Random Sampling Without Replacement (Finite "n" Correction)

Steve Brunton Steve Brunton Aug 20, 2025

Audio Brief

Show transcript
This episode details the mathematical derivation for the variance of the sample mean when sampling without replacement from a finite population. There are four key takeaways from this discussion. First, finite populations require a variance correction for the sample mean, as samples are not truly independent. Second, the standard variance formula (sigma squared over n) is an approximation, only valid for infinite populations. Third, the exact formula incorporates a "finite population correction" factor. Fourth, this refined approach is vital for accurate statistical inference in real-world scenarios. When sampling without replacement, each selection changes the remaining population. This creates a small, non-zero covariance between individual samples, violating the independence assumption of simpler models. The common formula, sigma squared over n, simplifies variance calculation but holds true only for infinitely large populations or sampling with replacement.
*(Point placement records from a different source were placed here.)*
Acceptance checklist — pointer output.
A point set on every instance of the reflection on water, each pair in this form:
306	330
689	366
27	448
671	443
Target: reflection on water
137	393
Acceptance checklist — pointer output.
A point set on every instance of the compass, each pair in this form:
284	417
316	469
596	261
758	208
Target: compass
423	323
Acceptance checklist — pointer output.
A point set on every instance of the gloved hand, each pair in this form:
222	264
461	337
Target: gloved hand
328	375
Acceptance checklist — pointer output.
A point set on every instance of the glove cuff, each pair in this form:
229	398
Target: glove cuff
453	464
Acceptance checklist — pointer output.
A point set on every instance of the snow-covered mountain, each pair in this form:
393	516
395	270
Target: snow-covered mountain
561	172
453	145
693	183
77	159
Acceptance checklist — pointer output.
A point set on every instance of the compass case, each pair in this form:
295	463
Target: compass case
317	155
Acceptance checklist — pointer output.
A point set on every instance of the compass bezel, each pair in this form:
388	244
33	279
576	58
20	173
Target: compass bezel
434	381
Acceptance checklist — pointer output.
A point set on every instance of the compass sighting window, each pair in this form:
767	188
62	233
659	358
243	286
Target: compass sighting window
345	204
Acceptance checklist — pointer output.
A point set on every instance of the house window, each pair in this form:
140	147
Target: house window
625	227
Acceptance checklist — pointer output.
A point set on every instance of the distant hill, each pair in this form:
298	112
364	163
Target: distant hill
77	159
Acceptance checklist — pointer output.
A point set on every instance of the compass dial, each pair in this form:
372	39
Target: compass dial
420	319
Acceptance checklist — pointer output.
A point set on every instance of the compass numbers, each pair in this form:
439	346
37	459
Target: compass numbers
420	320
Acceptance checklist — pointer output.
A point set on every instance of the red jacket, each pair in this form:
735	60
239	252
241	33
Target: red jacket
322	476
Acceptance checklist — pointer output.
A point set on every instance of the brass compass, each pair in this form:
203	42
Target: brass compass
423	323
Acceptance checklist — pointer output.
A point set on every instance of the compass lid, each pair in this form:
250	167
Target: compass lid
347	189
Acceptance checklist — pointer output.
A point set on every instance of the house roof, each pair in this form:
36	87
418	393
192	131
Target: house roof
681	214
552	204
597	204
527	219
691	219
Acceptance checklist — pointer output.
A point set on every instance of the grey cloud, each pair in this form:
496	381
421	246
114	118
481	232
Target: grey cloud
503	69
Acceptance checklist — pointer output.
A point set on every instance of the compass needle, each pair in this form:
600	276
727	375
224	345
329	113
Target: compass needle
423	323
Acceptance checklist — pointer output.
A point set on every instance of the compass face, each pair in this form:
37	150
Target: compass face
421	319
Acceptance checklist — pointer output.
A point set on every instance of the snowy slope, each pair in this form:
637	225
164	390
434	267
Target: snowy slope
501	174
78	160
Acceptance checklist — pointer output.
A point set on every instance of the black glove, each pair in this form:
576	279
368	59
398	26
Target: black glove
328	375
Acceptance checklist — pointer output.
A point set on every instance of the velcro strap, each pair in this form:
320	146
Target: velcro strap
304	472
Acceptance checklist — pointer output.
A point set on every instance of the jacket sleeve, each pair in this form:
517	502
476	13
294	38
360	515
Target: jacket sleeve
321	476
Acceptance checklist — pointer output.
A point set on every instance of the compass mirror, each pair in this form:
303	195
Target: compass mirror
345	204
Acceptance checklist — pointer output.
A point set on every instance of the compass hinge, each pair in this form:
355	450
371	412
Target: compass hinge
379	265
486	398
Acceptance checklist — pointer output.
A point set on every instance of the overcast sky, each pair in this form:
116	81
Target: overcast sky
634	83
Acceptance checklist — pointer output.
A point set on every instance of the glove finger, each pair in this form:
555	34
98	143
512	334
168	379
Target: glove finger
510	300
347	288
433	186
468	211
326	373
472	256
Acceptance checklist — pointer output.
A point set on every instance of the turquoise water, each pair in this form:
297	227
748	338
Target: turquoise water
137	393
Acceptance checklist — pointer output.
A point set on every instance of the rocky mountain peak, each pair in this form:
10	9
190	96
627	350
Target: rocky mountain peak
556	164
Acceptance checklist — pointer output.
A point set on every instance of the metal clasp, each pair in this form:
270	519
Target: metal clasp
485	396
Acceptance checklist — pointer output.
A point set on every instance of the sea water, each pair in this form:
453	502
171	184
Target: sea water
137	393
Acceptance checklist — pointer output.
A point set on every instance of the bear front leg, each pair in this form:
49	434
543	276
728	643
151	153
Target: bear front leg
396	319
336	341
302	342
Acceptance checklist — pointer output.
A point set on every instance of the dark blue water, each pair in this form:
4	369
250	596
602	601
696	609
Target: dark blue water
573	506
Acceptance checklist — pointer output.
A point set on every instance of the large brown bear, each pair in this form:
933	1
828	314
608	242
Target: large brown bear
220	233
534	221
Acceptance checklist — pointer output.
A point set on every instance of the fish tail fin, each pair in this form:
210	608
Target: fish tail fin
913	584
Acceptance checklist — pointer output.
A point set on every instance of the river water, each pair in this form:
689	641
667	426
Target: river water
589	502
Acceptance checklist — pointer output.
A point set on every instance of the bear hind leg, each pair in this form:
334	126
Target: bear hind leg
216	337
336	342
It often overestimates variance in finite population contexts. The finite population correction factor adjusts the variance based on the ratio of sample size to population size. This modifies the standard formula, becoming particularly significant when the sample constitutes a substantial portion of the population. Applying the finite population correction factor ensures more precise estimates of population parameters. This is crucial for fields like polling or quality control, where samples represent a significant fraction of the finite total. Understanding this correction is essential for precise statistical analysis in practical applications.

Episode Overview

  • This episode provides a detailed mathematical derivation for the variance of the sample mean when sampling without replacement from a finite population of size N.
  • It builds upon a previous lecture where the variance was approximated as σ²/n, a formula that only holds for infinitely large populations.
  • The core insight is that sampling without replacement introduces a small, non-zero covariance between individual samples, which must be accounted for in the exact formula.
  • The derivation results in the inclusion of a "finite population correction" factor, which adjusts the variance based on the ratio of sample size to population size.

Key Concepts

  • Random Sampling: The process of selecting a subset of individuals from a population to estimate characteristics of the whole population.
  • Sampling Without Replacement: A sampling method where once an individual is selected from the population, they are not returned.
  • Sample Mean (x̄): The average of the observations in a sample. It is a random variable whose properties (like variance) are crucial for statistical inference.
  • Finite Population Correction (FPC): A factor used to adjust the variance of a sample mean when the sample size (n) is a significant fraction of the finite population size (N).
  • Covariance: A measure of the joint variability of two random variables. In this context, the individual samples (Xᵢ, Xⱼ) are not independent and have a non-zero covariance when sampling without replacement.

Quotes

  • At 00:54 - "Last time I mentioned that this formula for the variance of x bar being sigma squared over little n is an approximation for very, very large populations when big N, the size of my population, is really large." - The speaker sets up the central problem for the lecture: moving from an approximation to an exact formula for finite populations.
  • At 02:11 - "That's only true if each of these Xᵢ's are independent variables. But for a small population... my population actually gets smaller for the next sample... and that introduces a small covariance." - This quote explains the fundamental reason why the simple variance formula is insufficient for finite populations—the samples are not truly independent.
  • At 11:48 - "You can get this nice finite N correction to your variance of x bar... We hope that as little n gets large, the variance of x bar gets small, which is good because that means as our sample gets bigger, x bar, our sample mean, becomes a better and better estimate of the population mean mu." - This connects the complex mathematical derivation back to the practical goal of sampling: achieving a more precise estimate of the population mean by increasing the sample size.

Takeaways

  • When sampling without replacement from a finite population, the variance of the sample mean is not simply σ²/n. A correction factor is required to account for the finite population size.
  • The lack of independence between samples is the key reason for this correction. Each draw from the population affects the probability distribution of subsequent draws.
  • The exact formula for the variance of the sample mean is Var(x̄) = (σ²/n) * [1 - (n-1)/(N-1)]. This formula shows that as the sample size (n) approaches the population size (N), the variance approaches zero.
  • Understanding this correction is crucial for accurate statistical inference in scenarios like polling or quality control where the sample can be a substantial fraction of the total population.